Newbie Questions - loop and clockspeed

Hi,

I just picked up a RedBoard and had some questions on programming.

I read that every Arduino program starts with “setup()” and “loop()”.

Does “setup()” always run first and only once?

Does loop run at the clock-speed of the chip?

Does it basically loop forever?

If I only want an instruction to happen once then it needs to be in a ‘for’ or ‘if’ statement is that correct?

What parameters does “loop()” take that are useful to beginning programs?

Thank you kindly for your reply.

Simon

I’m not an Arduino expert, but I have used it some.

SimonPuleo:
Does “setup()” always run first and only once?

Yes.

SimonPuleo:
Does loop run at the clock-speed of the chip?

loop() cycle time is the core clock speed divided by the cycles required to execute all of the instructions in the loop() statement.

SimonPuleo:
Does it basically loop forever?

Yes

SimonPuleo:
If I only want an instruction to happen once then it needs to be in a ‘for’ or ‘if’ statement is that correct?

Yes, it would need to be in some kind of conditional statement. If it only needs to run once, maybe setup() might be a good place to execute it. Depends on what it’s doing.

SimonPuleo:
What parameters does “loop()” take that are useful to beginning programs?
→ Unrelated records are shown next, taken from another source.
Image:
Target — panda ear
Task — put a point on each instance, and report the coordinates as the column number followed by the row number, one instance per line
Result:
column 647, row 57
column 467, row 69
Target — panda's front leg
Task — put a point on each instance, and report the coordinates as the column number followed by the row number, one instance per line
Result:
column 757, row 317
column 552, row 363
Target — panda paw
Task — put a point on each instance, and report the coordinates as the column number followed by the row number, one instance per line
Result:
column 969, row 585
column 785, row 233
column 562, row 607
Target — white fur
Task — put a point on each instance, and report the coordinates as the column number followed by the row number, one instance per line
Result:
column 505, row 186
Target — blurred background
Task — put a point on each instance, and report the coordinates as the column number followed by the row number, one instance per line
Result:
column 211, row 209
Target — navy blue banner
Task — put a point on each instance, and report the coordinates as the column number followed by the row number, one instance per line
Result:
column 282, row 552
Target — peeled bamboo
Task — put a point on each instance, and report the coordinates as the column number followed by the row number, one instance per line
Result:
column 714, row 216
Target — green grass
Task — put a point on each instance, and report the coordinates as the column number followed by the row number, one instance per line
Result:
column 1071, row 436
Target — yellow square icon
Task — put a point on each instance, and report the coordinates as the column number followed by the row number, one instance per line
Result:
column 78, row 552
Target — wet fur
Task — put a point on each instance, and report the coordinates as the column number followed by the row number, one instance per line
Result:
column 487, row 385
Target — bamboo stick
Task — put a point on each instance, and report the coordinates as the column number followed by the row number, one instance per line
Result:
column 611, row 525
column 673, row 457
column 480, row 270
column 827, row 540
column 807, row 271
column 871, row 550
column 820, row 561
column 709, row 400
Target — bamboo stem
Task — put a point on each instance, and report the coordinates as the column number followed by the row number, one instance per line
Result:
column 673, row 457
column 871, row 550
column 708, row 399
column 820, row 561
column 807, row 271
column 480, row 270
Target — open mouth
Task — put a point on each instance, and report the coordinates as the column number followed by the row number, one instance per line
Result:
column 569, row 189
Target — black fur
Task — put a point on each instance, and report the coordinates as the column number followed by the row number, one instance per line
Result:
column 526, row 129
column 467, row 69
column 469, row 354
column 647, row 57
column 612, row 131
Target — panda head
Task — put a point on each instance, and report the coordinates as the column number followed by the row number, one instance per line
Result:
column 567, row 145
loop() doesn’t take any paramaters that I’m aware of… but I’m no expert.

Behind the scenes, the Arduino framework provides a main program that looks like

main(void)
{
    setup();

    while (1)
    {
        loop();
    }
}

/mike

Thanks for getting back to me so quickly.

Best Regards, Simon

While the instructions inside the loop() run at clock speed, the loop() includes extra overhead (ckecking for events) after each execution. If you want your loop to repeat the fastest, use an always-true FOR loop.This won’t change the execution speed between commands in the loop, but will skip the overhead and will loop faster.